Last year, my great Christmas give-away was a pile of H20 Hats but this year it will be a stack of cowls. The pattern for this one was a freebie, given to me at Shelburne's Wool & Silk LYS where I purchased the yarn. It is a very clever design of spiralling ribs.
Spiralling ribs I have done before but never as easily as in this cowl. In the past, when I knit spiralling rib socks, the beginning of the round had to be marked and noted so that the rib pattern could be offset by one stitch each time a new round was started. That required - at least for me - an excercise of stop & think at the start of each round. The clever folks at Estelle, the designers of this knit-in-the-round, spiral ribbed cowl, used a bit of simple math to make the spiral happen automatically.

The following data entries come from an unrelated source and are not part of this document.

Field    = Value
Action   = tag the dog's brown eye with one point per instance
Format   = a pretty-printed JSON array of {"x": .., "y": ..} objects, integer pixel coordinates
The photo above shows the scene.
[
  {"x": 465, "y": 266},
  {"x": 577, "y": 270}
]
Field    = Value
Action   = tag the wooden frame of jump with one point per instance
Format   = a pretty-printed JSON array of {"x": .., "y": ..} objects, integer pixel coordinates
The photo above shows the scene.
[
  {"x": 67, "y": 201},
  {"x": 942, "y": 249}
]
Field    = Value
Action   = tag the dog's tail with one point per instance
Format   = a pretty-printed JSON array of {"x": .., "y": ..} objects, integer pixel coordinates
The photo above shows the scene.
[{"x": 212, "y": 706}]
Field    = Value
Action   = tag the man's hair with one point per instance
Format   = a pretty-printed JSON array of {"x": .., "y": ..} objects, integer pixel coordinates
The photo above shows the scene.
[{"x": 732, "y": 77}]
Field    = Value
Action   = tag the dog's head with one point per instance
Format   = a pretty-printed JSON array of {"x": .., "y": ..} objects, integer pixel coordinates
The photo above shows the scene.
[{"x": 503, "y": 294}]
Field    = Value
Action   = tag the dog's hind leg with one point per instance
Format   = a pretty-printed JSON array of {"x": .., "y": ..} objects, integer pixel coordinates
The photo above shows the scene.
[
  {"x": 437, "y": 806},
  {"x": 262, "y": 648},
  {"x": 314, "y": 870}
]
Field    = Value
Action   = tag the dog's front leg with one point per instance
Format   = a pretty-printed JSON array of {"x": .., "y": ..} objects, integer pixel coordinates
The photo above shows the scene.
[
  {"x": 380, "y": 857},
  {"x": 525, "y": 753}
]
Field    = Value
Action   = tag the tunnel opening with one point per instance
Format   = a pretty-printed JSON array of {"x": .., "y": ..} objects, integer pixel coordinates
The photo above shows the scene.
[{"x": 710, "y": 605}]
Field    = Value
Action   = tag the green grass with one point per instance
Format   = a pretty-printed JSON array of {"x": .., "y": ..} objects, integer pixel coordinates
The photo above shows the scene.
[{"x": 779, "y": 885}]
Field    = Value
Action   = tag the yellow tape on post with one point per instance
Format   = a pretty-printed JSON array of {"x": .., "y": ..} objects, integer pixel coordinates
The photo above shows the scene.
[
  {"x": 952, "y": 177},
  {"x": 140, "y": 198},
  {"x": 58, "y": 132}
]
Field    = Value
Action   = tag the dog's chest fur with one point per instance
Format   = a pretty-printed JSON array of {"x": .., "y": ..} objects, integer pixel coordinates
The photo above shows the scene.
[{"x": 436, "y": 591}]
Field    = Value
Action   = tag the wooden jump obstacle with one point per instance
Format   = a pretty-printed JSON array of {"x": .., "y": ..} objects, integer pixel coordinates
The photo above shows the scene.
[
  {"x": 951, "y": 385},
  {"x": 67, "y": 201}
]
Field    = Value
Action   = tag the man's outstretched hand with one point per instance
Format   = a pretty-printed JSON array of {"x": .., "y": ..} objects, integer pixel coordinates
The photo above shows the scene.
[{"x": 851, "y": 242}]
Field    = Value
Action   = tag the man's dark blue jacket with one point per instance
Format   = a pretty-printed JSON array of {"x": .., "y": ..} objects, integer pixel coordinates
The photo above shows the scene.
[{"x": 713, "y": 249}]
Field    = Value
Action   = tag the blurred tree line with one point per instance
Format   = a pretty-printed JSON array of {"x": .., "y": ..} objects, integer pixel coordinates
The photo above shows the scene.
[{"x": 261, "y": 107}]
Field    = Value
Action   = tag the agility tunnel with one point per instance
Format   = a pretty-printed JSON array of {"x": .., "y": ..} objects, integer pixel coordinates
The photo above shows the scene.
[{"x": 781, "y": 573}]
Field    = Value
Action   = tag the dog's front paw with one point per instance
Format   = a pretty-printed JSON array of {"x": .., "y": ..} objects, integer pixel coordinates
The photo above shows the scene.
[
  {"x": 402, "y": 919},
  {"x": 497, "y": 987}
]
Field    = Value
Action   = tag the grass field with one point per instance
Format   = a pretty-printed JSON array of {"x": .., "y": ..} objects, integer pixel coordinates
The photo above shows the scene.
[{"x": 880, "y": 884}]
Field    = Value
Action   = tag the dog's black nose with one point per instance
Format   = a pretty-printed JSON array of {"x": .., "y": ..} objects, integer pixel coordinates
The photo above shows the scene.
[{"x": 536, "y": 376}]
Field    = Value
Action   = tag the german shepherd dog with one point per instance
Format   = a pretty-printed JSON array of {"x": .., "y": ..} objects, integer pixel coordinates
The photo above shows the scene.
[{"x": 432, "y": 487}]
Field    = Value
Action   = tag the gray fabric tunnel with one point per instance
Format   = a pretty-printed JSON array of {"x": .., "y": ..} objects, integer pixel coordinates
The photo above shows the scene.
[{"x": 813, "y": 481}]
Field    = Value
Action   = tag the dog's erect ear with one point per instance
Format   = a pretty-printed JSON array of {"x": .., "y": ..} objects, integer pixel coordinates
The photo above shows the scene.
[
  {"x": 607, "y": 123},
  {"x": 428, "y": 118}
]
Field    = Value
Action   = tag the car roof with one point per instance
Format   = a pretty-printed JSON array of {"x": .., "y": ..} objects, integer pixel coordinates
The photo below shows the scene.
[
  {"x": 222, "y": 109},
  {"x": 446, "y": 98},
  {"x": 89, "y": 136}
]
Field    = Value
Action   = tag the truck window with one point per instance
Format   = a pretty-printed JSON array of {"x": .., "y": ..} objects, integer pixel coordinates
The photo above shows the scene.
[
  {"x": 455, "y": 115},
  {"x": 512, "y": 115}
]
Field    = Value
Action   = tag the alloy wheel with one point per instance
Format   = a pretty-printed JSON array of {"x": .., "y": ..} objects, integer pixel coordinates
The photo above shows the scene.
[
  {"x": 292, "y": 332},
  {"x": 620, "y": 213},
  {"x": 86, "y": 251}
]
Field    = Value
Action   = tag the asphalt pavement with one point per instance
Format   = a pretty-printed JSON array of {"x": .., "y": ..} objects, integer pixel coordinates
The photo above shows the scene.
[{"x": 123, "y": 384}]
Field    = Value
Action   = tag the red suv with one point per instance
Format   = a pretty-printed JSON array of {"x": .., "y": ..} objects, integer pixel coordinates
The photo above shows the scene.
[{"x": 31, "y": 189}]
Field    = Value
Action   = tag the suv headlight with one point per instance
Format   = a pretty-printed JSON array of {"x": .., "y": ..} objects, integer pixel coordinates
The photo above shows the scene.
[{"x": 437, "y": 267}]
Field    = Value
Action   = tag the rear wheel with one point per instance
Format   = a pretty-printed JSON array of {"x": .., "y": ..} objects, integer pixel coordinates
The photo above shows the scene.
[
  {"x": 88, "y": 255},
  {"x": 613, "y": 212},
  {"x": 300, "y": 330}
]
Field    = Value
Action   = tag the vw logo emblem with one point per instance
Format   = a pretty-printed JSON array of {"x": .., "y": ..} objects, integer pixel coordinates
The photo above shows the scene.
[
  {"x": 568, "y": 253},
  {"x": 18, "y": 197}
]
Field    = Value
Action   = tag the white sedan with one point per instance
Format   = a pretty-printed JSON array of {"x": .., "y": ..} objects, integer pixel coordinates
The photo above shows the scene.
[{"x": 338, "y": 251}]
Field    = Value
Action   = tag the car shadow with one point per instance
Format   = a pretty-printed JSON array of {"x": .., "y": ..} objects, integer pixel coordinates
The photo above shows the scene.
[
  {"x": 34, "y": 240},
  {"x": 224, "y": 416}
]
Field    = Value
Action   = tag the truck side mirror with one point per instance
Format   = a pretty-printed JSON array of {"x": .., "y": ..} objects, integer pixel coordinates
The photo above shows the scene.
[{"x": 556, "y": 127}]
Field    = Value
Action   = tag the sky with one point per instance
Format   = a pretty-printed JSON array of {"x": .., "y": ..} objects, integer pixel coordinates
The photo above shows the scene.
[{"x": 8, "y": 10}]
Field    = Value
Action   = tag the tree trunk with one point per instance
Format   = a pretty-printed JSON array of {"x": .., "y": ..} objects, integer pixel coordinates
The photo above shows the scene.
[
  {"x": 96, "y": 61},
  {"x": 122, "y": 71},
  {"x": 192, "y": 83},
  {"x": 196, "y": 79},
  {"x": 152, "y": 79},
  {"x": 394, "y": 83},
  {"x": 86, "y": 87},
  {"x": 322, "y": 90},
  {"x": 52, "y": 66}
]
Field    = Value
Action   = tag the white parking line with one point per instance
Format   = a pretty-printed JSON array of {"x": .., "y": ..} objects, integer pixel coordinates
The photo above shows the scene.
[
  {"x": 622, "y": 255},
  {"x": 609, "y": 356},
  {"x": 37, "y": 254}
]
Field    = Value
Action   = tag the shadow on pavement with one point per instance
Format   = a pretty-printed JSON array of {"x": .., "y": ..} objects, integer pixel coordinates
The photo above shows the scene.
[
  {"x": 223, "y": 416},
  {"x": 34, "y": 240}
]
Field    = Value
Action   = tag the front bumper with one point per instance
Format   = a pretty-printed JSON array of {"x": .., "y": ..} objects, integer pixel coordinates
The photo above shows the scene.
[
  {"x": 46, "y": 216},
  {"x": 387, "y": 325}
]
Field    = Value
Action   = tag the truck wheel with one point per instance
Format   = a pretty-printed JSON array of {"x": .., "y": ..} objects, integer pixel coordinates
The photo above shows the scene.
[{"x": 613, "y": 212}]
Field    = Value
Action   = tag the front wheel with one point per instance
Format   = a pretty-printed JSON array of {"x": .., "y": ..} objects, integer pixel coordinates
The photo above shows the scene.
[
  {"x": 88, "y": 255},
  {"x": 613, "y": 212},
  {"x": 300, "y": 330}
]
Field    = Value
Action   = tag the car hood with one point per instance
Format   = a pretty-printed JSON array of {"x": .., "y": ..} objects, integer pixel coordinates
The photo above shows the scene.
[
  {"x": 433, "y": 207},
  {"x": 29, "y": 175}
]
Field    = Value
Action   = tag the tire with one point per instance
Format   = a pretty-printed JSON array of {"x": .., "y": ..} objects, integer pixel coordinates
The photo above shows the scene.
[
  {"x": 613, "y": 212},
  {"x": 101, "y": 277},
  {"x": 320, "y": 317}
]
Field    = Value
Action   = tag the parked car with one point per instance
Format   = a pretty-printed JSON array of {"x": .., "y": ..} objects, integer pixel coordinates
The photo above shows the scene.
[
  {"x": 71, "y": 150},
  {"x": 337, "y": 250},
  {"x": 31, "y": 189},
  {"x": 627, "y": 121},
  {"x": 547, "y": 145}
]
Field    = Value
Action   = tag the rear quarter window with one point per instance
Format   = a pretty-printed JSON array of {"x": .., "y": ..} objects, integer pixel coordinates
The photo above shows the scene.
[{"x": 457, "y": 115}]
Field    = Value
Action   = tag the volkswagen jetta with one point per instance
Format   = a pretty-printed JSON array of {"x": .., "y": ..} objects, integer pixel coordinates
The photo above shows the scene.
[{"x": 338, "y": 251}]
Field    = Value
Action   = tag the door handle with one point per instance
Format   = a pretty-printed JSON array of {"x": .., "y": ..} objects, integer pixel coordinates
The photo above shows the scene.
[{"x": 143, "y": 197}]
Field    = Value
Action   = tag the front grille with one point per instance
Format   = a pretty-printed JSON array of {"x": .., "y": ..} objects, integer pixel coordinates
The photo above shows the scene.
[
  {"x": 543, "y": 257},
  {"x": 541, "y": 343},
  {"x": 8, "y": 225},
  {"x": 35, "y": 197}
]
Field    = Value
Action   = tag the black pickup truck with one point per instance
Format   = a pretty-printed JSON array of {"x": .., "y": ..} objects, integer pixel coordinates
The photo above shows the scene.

The ribbing is a multiple of six stitches - K3, P3. The cast on was 'one stitch short of a full repeat' as knitters like to say. A multiple of six plus five stitches. In this case 143 stitches. Being one stitch short of a full pattern repeat means that, automatically, the ribbing moves one stitch over and therefore it spirals. Easy peasy. Thanks, Estelle.
The 143 stitches, knit on a 6 .5 mm needle - a bit bigger than normal for this yarn - gave me a cowl than when held against my five foot frame reaches from neck to thigh. Large enough to wind twice comfortably around the neck.